Begitu turun dari mobil di lokasi, mereka melihat Pak Dang dikerubungi oleh belasan pedagang barang bekas. Salah satu dari mereka mengenali Yu Ansheng sebagai polisi yang siang tadi menangkap petugas keamanan dari perusahaan Jinlong. Kerumunan pun serentak mendekat. Seorang pria kurus berlari paling depan, berteriak kepada Yu Ansheng, “Pak, kami semua sudah bayar biaya pengelolaan keamanan! Kenapa usaha kami tetap harus tutup? Semalam saja kami bisa rugi ratusan! Mana sanggup kami menanggungnya!”

Yu Ansheng sambil mengeluarkan alat perekam, bertanya, “Bayar? Bayar ke siapa? Polsek kami tak pernah memungut biaya apapun dari kalian. Kalian bayar ke siapa?”

“Kami tiap bulan bayar ke organisasi keamanan itu, ke perusahaan Jinlong! Ada bukti pembayarannya!”

Mendengar itu, para warga yang “peduli” pun berebut melapor kepada polisi tentang ulah sewenang-wenang perusahaan Jinlong dan Ji Ge. Banyak di antara mereka yang menunjukkan bukti pembayaran dan menyerahkannya.

Yu Ansheng sangat senang, langsung duduk di bangku sebuah warung makan malam di pinggir jalan, di bawah cahaya lampu menuliskan lebih dari sepuluh berita acara pemeriksaan. Ia bahkan meminta bantuan Pak Dang untuk beberapa proses identifikasi. Setelah semuanya selesai, ia baru sadar waktu sudah menunjukkan pukul dua belas malam.

Yu Ansheng segera kembali ke kantor, mengurus dokumen dan berkas perkara tanpa henti. Begitu selesai memindai dan mengunggahnya, ia langsung menelepon atasan dan bagian hukum polres. Meski sudah larut malam, berkat kontribusinya dalam mendongkrak angka kinerja akhir trimester, semua pihak tetap memberi persetujuan.

Satu ditahan secara pidana, tiga ditahan secara administratif!

Semangatnya membuncah, sistem langsung menyetujui, printer mengeluarkan surat penahanan. Tanpa menunggu lama, Yu Ansheng membawa surat keputusan penahanan itu ke hadapan Ji Ge dan membacakannya. Melihat ekspresi kebingungan Ji Ge, Yu Ansheng merasa seluruh lelahnya hari itu terbayar lunas.
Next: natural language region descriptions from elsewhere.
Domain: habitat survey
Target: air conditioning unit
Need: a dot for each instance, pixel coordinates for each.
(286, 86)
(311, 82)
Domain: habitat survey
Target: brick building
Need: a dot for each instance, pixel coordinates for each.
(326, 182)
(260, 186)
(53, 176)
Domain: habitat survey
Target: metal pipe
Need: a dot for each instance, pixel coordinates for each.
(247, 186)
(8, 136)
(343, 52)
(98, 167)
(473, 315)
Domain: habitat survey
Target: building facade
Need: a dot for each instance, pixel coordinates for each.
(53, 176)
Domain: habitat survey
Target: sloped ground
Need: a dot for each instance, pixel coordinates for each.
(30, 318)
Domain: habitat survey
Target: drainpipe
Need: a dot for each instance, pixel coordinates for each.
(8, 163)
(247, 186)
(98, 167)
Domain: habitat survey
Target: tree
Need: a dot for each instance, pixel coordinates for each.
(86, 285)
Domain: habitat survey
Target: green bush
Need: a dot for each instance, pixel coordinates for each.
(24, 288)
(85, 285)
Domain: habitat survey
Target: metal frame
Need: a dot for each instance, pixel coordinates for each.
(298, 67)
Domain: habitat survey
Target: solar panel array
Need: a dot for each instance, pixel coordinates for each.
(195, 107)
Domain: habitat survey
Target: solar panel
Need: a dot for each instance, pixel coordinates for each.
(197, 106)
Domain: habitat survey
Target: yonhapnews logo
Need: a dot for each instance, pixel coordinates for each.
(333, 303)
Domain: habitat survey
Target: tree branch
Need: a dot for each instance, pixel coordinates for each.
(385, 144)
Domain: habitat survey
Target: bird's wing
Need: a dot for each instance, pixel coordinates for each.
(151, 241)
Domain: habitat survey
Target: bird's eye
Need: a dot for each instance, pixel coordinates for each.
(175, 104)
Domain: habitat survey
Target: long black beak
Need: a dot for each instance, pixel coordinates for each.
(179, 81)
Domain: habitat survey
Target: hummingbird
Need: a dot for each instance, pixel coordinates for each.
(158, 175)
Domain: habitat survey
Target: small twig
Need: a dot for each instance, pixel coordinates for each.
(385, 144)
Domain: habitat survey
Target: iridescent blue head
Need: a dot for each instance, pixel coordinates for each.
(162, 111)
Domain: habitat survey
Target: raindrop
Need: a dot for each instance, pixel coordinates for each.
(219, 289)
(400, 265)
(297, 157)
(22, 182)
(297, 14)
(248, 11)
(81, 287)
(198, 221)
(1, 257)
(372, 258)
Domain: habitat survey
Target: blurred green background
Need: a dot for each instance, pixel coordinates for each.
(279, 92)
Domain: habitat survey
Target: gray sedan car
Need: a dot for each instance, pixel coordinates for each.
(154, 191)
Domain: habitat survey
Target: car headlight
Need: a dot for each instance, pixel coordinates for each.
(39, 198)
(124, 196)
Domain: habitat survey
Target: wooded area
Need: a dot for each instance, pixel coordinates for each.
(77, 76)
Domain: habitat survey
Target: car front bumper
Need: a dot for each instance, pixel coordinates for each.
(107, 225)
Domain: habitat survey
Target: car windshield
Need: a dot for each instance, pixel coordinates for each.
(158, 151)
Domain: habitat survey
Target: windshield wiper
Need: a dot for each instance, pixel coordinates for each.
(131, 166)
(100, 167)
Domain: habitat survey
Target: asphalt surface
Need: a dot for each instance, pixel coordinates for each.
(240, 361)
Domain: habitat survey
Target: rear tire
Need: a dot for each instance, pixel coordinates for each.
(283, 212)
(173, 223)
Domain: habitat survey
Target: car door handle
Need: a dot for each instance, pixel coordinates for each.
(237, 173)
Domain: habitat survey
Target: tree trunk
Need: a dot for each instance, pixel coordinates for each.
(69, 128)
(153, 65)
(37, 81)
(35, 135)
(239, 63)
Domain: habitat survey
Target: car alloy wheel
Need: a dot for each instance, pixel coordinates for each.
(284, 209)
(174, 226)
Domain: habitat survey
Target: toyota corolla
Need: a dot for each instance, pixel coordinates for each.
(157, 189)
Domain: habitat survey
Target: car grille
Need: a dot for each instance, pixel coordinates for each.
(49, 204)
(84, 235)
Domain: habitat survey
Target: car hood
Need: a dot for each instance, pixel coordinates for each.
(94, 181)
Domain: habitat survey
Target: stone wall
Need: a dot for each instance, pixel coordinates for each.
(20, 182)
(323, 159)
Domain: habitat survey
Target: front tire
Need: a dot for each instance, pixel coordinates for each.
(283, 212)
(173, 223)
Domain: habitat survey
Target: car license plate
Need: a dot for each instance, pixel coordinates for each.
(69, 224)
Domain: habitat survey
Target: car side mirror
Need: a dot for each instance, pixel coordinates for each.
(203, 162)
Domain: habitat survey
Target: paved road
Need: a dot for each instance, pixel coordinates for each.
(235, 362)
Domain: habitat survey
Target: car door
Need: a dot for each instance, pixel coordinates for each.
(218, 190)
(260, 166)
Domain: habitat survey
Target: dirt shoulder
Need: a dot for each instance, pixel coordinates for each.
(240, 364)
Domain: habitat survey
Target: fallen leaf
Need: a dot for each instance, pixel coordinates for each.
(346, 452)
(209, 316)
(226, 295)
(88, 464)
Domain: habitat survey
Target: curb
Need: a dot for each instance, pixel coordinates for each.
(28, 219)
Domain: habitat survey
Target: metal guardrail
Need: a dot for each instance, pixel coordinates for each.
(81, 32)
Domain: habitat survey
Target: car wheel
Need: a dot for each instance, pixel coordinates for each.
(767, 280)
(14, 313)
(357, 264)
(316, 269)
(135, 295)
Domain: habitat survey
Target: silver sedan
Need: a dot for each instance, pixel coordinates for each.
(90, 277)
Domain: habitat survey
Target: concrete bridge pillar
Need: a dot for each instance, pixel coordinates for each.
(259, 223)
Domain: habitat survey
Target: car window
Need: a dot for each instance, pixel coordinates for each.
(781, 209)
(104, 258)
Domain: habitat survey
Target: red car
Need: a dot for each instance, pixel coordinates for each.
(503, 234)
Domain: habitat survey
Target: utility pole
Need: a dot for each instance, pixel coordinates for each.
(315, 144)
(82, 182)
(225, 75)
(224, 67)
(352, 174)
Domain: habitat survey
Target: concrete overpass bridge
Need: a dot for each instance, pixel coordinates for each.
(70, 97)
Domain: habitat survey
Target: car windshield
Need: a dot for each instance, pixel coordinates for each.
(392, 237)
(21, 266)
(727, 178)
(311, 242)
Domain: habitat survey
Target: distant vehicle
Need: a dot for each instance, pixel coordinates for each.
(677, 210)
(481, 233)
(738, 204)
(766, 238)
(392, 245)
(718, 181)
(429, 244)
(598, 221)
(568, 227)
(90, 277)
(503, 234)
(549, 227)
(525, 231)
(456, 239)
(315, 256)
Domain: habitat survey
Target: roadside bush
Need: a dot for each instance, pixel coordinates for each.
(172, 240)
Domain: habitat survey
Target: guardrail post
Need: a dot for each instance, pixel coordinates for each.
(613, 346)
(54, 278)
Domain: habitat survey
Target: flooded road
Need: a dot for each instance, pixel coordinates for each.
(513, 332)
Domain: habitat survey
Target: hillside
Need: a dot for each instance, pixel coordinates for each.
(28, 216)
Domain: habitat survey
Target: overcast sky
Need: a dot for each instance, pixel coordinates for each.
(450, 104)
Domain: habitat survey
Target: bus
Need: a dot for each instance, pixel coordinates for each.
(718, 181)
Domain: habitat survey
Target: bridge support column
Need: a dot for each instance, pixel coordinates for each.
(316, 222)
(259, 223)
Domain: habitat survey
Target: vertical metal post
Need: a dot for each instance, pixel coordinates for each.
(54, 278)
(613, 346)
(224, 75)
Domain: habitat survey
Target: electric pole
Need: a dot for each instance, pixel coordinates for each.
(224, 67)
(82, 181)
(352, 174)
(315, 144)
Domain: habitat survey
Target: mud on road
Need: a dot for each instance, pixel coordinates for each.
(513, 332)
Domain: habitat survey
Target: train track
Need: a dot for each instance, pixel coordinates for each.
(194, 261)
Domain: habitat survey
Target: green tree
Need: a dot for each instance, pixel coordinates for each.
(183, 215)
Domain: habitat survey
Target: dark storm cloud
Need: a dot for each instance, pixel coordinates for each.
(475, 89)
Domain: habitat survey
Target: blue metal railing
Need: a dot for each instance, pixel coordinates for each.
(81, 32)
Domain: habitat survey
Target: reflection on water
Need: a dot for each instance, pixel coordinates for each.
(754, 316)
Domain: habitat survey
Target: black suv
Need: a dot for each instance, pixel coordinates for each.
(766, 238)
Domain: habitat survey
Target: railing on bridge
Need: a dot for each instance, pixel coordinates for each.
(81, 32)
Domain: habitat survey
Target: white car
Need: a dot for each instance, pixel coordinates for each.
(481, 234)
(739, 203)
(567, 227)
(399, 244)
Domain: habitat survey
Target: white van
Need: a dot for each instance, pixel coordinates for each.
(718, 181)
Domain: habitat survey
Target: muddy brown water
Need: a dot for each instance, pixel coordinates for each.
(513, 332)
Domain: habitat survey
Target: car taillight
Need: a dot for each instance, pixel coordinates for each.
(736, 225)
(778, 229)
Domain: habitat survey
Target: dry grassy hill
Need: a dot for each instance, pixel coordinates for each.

Walaupun sudah dini hari, semangat menyelesaikan kasus membuat Yu Ansheng tetap terjaga. Ia membawa Ji Ge yang lesu ke rumah tahanan. Setelah mengurus segala administrasi dan keluar kembali, fajar pun mulai menyingsing — satu malam tanpa tidur kembali berlalu.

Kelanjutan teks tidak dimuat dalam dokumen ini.